O ministro do STJ Ricardo Villas Bôas Cuevas afirmou que advogados que leem suas sustentações orais não possuem “habilitação técnica” para atuar na Corte. A declaração ocorreu durante a sessão desta terça-feira (7).

Cuevas criticou a prática de leitura durante sustentação, especialmente em videoconferência, associando-a a observações inúteis e à invocação de súmulas inaplicáveis. A fala foi repercutida entre colegas e advogados.

A presidente da Terceira Turma, ministra Daniela Teixeira, rebateu dizendo que o advogado pode ler o que quiser nos 15 minutos de sustentação. Ela lembrou que muitos ministros também leem seus votos, o que não configura objeção à prática.

O Conselho Federal da OAB divulgou nota cobrando cautela e ressaltando que julgar a sustentação oral com base na forma de manifestação não é adequado.
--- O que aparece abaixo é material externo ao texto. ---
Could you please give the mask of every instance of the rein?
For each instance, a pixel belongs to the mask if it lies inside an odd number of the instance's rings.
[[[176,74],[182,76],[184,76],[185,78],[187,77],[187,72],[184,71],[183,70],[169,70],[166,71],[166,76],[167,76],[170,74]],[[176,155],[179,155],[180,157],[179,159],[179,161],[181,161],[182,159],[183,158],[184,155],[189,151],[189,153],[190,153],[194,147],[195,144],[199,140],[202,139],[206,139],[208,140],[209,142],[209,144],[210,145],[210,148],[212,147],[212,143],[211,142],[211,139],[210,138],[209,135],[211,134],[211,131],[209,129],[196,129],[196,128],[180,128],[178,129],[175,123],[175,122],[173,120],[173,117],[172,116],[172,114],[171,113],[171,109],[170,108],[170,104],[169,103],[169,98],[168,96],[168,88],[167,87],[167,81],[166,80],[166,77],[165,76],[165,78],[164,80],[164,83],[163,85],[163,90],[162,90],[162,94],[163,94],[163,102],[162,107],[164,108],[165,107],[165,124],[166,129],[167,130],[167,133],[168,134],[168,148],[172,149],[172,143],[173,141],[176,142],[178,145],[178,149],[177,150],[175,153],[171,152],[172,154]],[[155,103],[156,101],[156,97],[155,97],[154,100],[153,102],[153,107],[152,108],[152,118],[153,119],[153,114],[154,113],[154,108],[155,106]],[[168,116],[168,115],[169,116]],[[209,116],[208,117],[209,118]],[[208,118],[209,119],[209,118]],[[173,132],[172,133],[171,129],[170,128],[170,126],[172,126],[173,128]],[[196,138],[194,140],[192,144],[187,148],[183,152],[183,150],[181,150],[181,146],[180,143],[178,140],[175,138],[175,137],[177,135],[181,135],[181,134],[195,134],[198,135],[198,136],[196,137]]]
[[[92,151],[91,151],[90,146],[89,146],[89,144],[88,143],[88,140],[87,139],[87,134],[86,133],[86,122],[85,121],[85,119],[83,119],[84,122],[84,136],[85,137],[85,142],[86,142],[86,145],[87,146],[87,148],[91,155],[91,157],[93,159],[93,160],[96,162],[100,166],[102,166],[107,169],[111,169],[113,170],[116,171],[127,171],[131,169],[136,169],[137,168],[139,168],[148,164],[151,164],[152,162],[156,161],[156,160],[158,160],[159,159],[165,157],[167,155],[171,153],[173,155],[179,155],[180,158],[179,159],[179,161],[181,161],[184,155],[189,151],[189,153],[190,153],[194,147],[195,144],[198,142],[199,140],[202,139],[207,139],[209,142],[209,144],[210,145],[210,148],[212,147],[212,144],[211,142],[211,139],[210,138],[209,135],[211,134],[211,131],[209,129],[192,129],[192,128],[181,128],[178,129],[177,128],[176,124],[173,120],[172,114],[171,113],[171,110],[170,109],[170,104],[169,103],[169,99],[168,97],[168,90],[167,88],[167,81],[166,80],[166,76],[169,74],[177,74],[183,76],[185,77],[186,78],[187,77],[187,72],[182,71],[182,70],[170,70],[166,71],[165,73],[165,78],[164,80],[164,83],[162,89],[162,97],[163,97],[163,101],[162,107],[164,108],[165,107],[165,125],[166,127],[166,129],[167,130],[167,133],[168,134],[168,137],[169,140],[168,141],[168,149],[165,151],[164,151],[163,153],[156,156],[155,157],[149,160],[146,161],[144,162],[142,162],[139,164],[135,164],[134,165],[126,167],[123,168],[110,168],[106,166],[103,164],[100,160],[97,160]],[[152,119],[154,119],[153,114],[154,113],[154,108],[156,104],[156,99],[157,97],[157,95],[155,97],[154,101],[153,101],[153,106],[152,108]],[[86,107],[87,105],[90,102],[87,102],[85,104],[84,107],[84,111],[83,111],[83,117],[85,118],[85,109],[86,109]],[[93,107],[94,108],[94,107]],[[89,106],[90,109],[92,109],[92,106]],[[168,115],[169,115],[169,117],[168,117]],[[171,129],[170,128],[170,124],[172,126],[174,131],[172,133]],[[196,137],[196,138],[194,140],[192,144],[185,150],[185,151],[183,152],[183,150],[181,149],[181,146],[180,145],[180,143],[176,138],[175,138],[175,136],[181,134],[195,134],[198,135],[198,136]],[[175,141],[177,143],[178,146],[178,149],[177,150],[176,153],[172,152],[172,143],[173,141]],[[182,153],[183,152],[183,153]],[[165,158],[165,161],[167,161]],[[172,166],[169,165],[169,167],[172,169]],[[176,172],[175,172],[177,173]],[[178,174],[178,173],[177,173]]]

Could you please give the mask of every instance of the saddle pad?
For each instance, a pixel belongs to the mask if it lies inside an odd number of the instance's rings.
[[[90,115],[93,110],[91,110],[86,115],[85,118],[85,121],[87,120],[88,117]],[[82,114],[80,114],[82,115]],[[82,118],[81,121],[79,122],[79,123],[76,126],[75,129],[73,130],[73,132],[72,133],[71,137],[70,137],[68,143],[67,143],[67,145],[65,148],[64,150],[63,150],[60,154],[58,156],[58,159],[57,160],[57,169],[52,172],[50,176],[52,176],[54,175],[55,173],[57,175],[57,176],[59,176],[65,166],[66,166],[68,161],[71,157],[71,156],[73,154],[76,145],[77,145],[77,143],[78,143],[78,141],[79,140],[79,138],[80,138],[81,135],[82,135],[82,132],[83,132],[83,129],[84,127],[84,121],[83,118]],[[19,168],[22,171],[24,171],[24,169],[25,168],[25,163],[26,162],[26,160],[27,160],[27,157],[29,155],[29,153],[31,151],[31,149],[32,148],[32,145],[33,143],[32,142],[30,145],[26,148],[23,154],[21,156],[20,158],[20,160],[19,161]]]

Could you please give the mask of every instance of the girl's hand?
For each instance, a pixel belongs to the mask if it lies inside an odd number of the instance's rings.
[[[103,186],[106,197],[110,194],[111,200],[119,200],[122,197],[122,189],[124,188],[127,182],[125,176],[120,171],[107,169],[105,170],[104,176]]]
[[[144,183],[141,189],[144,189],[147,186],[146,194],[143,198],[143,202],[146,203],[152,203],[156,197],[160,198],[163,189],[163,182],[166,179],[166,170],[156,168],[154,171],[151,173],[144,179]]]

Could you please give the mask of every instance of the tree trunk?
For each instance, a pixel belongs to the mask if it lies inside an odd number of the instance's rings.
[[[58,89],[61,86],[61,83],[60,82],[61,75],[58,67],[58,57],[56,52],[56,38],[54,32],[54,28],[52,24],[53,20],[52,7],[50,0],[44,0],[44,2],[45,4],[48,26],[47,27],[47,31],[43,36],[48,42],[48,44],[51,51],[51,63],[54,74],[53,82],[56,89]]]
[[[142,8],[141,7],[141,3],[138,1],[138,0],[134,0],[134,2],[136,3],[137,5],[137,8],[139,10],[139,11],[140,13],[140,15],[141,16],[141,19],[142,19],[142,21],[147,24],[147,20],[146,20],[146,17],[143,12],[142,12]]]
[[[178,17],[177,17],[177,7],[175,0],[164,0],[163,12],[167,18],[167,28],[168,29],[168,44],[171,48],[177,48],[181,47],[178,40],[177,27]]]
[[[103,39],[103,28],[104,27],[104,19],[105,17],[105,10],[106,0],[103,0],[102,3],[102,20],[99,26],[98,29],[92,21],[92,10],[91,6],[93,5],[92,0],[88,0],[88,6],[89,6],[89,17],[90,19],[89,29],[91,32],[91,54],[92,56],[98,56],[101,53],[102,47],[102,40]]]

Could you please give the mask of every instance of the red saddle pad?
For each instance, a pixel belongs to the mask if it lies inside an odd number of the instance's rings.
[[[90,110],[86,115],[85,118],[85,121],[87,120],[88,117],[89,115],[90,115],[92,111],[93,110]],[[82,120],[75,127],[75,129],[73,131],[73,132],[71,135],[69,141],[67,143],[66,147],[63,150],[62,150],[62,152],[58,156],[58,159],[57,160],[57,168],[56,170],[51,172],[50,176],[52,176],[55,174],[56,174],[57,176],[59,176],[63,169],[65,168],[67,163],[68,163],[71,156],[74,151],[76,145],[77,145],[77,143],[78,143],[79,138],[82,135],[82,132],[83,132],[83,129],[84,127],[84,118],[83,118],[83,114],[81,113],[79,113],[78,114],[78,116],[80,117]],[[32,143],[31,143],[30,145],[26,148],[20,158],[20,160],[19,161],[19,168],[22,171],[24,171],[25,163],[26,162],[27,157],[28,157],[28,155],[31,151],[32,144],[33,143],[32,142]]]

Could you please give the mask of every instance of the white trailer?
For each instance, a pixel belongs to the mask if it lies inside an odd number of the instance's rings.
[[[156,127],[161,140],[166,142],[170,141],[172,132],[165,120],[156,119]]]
A entidade afirmou que tal debate desvia o foco do julgamento e prejudica o ambiente entre magistratura e advocacia.

Ambos os ministros da Terceira Turma ocupam vagas destinadas à representação da advocacia no STJ: Cuevas está no tribunal desde 2011, e Teixeira desde novembro de 2023. O tema gerou debates internos na Corte sobre padrões de atuação.